Ayensu Starch Factory to transform rural economy with 5,000 jobs

Factory Revival
Factory Revival

The rejuvenated Ayensu Starch Company is currently undergoing a test run and is expected to commence full operations from January 2022.

The factory will produce 60 metric tonnes of food-grade tapioca starch at full operational capacity daily and it is expected to create, at least, 5,000 jobs.

Mr Evans Ayim, the Manager of the Company, in an interview with the Ghana News Agency (GNA), said the resuscitation of the factory would help transform the rural economy as about GHC25 million would be spent annually to buy cassava.

“We are now buying a tonne of cassava at GHC350.00. If one supplies one acre worth of cassava, which is about 10 tonnes, then the supplier will be earning GHC3,500 revenue.

In the rural community, that is significant. If you can do that for 10 months, you are more than an income earner in many fields of work in the country,” he said.

He explained that the factory needed 7,200 acres of improved variety of cassava, which translated into 72,000 metric tonnes, to operate all year round.

In line with this, Mr Ayim said the company had rolled out an out-growers scheme, which was currently recruiting and empowering some 1,000 farmers from various districts and municipalities to feed the factory.

He said the purpose was to offer the farmers the opportunity to turn agriculture into a full-time job, adding that the response from the farmers had been encouraging so far.

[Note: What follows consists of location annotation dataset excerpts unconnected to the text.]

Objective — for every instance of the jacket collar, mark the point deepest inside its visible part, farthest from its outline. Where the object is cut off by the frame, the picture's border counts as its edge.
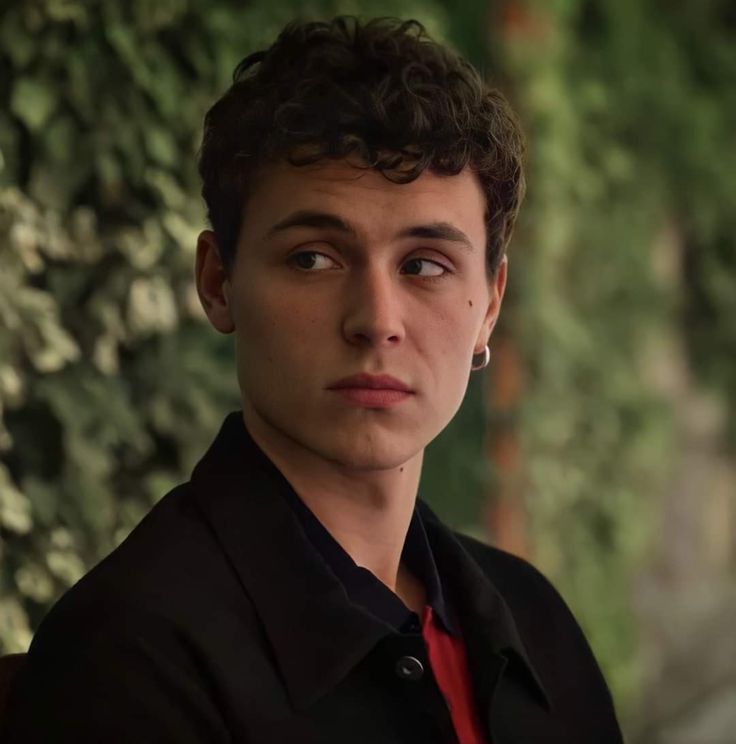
(317, 634)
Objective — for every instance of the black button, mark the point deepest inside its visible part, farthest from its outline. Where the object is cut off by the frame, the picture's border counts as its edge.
(409, 667)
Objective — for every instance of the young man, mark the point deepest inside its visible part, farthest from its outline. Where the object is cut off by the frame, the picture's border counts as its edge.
(362, 186)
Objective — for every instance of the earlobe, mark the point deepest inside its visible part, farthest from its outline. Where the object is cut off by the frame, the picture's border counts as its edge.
(213, 283)
(497, 287)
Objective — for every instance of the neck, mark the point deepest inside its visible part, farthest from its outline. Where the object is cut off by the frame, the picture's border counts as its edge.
(367, 511)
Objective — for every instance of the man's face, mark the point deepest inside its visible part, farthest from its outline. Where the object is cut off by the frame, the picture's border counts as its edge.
(340, 272)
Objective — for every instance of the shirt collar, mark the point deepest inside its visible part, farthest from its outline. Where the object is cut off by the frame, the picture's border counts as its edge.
(236, 488)
(363, 587)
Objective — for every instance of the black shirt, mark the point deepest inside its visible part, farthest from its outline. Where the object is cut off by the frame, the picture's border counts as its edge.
(217, 622)
(364, 588)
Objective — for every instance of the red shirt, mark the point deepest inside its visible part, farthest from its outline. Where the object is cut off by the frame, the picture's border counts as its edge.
(449, 662)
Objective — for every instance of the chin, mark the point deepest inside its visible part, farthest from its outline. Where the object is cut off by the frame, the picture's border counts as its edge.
(369, 455)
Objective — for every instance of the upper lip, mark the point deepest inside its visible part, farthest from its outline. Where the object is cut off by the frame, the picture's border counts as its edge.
(373, 382)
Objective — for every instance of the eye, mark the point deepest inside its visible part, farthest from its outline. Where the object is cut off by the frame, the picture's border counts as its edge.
(424, 267)
(311, 261)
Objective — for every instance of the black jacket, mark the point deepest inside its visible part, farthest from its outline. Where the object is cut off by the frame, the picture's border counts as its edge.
(217, 621)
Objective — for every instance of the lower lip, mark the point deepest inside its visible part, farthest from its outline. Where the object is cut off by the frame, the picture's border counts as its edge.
(372, 398)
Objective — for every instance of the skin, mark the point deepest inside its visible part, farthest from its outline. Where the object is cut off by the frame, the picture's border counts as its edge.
(311, 304)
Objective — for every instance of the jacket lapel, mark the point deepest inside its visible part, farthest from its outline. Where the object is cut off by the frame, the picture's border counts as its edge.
(316, 634)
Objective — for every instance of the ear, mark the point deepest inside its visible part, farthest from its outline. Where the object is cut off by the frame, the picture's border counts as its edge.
(497, 287)
(213, 283)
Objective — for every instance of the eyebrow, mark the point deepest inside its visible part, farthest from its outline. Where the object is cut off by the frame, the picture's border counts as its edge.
(325, 220)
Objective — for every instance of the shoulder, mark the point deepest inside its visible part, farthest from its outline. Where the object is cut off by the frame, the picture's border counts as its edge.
(539, 610)
(551, 635)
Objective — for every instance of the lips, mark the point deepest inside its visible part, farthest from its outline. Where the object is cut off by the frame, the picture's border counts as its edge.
(371, 382)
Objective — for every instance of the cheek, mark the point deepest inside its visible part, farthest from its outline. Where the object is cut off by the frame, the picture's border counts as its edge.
(273, 327)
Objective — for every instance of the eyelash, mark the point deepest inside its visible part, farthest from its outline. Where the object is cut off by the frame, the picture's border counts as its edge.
(446, 271)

The Ayensu Starch Company was commissioned around 2004 under the former President John Agyekum Kufuor’s “President’s Special Initiative’ (PSI) programme to produce food-grade tapioca starch at an initial capacity of 72 metric tonnes per day but it was shut down in 2006 for lack of raw material, among other reasons.

It resumed work in 2008 with many more challenges until 2016 when the government entered into a Public-Private Partnership and offloaded 70 per cent of shares to Tiberias–the current managers of the company.

Owing to technical and mechanical challenges which caused the company to run at a loss, the company had to shut down again to make way for total refurbishment in 2019 and had eventually been completed in 2021 due to the COVID-19 pandemic.

Mr Ayim said challenges such as uninterrupted power supply, dysfunctional waste management system and inadequate water supply had all been resolved.

The other challenges, he, however, admitted was with transportation, inadequate logistics and poor roads, leading to the factory, which he indicated were being tackled.

“We have registered under the One District One Factory (1D1F) policy and we are lobbying the government to fix the roads. In fact, it has been given out for contract and so that is being done,” he stated.

Underscoring the importance of starch to the Ghanaian economy, the manager reiterated that the “invisible commodity” was a commercially viable venture worth $30 billion globally.

He said starch was used in many manufacturing industries such as textiles, paper, food and pharmaceuticals, adding that revamping the factory would cut importation and save Ghana some foreign exchange.

“If we can contribute from Africa and Ghana leads in that direction, I believe that we can easily tap into that market and turn it into, maybe, a one-billion-dollar industry. We are the pacesetters and we want to show that it is commercially viable,” he said.

In the meantime, Mr Ayim hinted that the company was focusing on only the domestic market until it was able to expand its operations and production to take advantage of the global economy, especially the African Continental Free Trade Area.